Andreas Poulsen

Personal information
- Full name: Andreas Poulsen
- Date of birth: 13 October 1999 (age 26)
- Place of birth: Ikast, Denmark
- Height: 1.88 m (6 ft 2 in)
- Position: Left-back

Team information
- Current team: Silkeborg
- Number: 2

Youth career
- Ikast KFUM
- Herning Fremad
- Midtjylland

Senior career*
- Years: Team / Apps / (Gls)
- 2016–2018: Midtjylland / 8 / (0)
- 2018–2022: Borussia Mönchengladbach II / 24 / (0)
- 2018–2022: Borussia Mönchengladbach / 0 / (0)
- 2020: → Austria Wien (loan) / 5 / (0)
- 2021: → Austria Wien (loan) / 11 / (0)
- 2021–2022: → FC Ingolstadt (loan) / 6 / (1)
- 2022–2024: AaB / 20 / (1)
- 2023–2024: → Silkeborg (loan) / 16 / (0)
- 2024–: Silkeborg / 45 / (1)

International career
- 2014: Denmark U16 / 2 / (0)
- 2015–2016: Denmark U17 / 14 / (2)
- 2016: Denmark U18 / 2 / (0)
- 2017–2018: Denmark U19 / 10 / (5)
- 2018–2021: Denmark U21 / 17 / (1)

= Andreas Poulsen =

Danish footballer (born 1999)

Andreas Poulsen (born 13 October 1999) is a Danish professional footballer who plays as a left-back for Danish Superliga club Silkeborg.

==Club career==
===Midtjylland===
Poulsen started his career in the local football club, Ikast KFUM. He made his professional debut in the Danish Superliga for Midtjylland on 1 December 2016 in a game against Silkeborg, where he played the whole game on the left back.

Poulsen won the 'Academy Player of The Year' award at FC Midtjylland for the 2017–18 season.

===Borussia Mönchengladbach===
After a great 2017–18 season for Poulsen with 12 games played for the first team, Poulsen was sold to Borussia Mönchengladbach for 34 million Danish kroner (€4.5 million) which could further increase to 50 million kroner (€6.7 million).
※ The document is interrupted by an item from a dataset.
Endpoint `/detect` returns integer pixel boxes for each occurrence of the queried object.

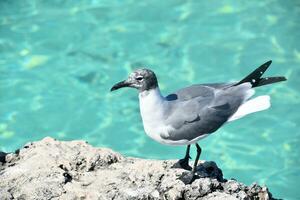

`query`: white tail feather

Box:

This made him the most expensive teenager in Danish football history. Poulsen signed a five-year contract with the German club.

===Austria Wien===
On 3 January 2020, it was announced that Poulsen had been loaned to Austria Wien of the Austrian Bundesliga for the remainder of the season.

On 8 February 2021, Poulson moved for a second time to Austria Wien, on a loan deal until the end of the season.

===FC Ingolstadt===
On 19 August 2021, it was announced that Poulsen had been loaned to 2. Bundesliga side FC Ingolstadt 04, until the end of the season.

===AaB===
At the end of June 2022 it was confirmed that Poulsen had returned to his homeland, signing a deal until June 2026 with Danish Superliga side AaB.

===Silkeborg===
At the end of August 2023, Poulsen joined Silkeborg on a one-year loan deal. After the season, the deal was made permanent, with Poulsen signing a three-year contract.